So now I know I feel frustrated and resentful…or fragile and wistful…or uneasy, discouraged, and regretful… What do I do about it?
We’ve been practicing noticing and identifying our emotions. But the question still remains—how do we respond? It can be pretty uncomfortable to stop avoiding emotions and actually start feeling them. But knowing what we feel makes it easier to get clear on what we really want, need, and value…and how we can take steps toward meeting those needs.
Now, I’m not saying that if we take the time to figure out what we are feeling those feelings will go away and we’ll feel nothing but happy. Some emotions are fleeting and start to shift into something new if they are acknowledged instead of bottled up. Others, such as grief, may stay with us for a long time.
The point isn’t to rid ourselves of anything that makes us uncomfortable as quickly as possible, but instead to be aware so we can take care of ourselves and prevent unacknowledged emotions from impacting our relationships and decisions.
We all have needs and desires. It’s another part of being human. I think some of us fear being a burden or more trouble than we’re worth if we need help getting our needs met. We sometimes get focused on meeting others’ needs without being willing to acknowledge our own.
Having needs doesn’t mean we’re selfish. Having needs isn’t the problem. It’s when we wait for someone to rescue us out of our needs, demand that another person meet our needs, or deny that we have needs at all that things start to get sticky. If we acknowledge our needs, we can take steps to meet them in a healthy way.
Before we can meet our needs, we must identify what they are. Take note of any feelings that are coming up for you and see if you can pinpoint the corresponding needs on the Center for Nonviolent Communication’s needs inventory.
You may notice several needs that are not currently satisfied. Choose one to focus on for now and spend a little time brainstorming ways to satisfy that need.
Maybe your work doesn’t seem like it makes a meaningful difference and you realize that your feelings of frustration and longing are showing you where your need for contribution isn’t being satisfied. What happens if you commit to finding at least one small way to help another person each day to start meeting that need?
Winter can be a struggle for those of us who like to spend time in nature to satisfy our need for beauty. Perhaps looking at photos we took during the summer or experimenting with paints can be alternate ways to add a little more beauty into our lives.
Or maybe it’s something as simple as irritable feelings pointing to a need for food. Can you make yourself a snack?

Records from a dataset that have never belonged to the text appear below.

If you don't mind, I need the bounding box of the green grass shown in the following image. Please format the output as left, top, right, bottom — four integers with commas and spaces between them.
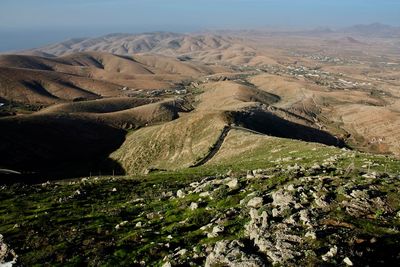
0, 138, 400, 266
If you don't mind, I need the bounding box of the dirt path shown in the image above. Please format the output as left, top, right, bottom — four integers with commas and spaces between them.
190, 125, 265, 168
190, 125, 232, 168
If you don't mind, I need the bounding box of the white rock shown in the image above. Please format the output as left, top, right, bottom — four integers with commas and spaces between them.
343, 257, 353, 266
207, 225, 224, 238
306, 231, 317, 239
322, 246, 337, 261
190, 202, 199, 210
226, 178, 239, 189
176, 189, 185, 198
199, 192, 210, 197
247, 197, 263, 208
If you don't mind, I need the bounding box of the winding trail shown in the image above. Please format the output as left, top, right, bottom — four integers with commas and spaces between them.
189, 125, 265, 168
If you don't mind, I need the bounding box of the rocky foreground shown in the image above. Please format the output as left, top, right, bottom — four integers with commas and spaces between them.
0, 151, 400, 267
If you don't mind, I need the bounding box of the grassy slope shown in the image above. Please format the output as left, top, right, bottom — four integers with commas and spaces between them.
111, 113, 225, 173
0, 133, 400, 266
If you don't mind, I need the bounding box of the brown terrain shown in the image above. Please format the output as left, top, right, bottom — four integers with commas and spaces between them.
0, 25, 400, 181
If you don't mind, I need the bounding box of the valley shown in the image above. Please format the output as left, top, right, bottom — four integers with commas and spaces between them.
0, 25, 400, 267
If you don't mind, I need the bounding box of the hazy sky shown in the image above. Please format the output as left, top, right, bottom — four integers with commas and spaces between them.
0, 0, 400, 51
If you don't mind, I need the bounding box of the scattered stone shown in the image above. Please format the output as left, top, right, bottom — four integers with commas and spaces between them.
247, 197, 263, 208
322, 246, 337, 261
207, 225, 224, 238
189, 202, 199, 210
226, 178, 239, 189
205, 240, 266, 267
343, 257, 353, 266
176, 189, 186, 198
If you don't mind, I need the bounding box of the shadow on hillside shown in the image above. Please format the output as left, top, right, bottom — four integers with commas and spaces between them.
231, 109, 347, 147
0, 115, 125, 183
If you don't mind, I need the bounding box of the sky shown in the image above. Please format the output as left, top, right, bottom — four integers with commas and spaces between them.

The possibilities are endless. Think about the need you identified and start brainstorming ways you can contribute to satisfying that need. What has contributed to meeting this need in the past? What are you already doing to meet this need? Is this need being met in other areas of your life? How? What practices and habits do others use to meet this need in their own lives?
After you have a list of possibilities, try choosing one small thing from your list and commit to doing it every day over the next week. You might have many ideas, but it can be overwhelming to try start a lot of new things at once. Let’s make this as easy as possible! After a week, check in with yourself to see how your satisfaction level has changed for that particular need.
Of course, while there is often a lot we can do towards satisfying our own needs, sometimes we could use some help. As you go through the next week, watch for a way that another person could help satisfy your need. Would you be willing to ask? (We can talk more about the difference between a request and a demand later—for now, remember that a request doesn’t blame or punish someone for not agreeing to do what we asked.)
Maybe for you this means asking another person to meet you for coffee to satisfy a need for companionship. Or asking someone if they would be willing to explain a concept to you to meet your need for learning. Maybe it means asking a roommate if she would be willing to carry her dirty dishes to the sink to help satisfy your need for order.
How does it change your experience of those uncomfortable feelings to identify an unsatisfied need behind them and start taking steps to meet that need? What are some of the ideas you thought of? Which are you going to try this week?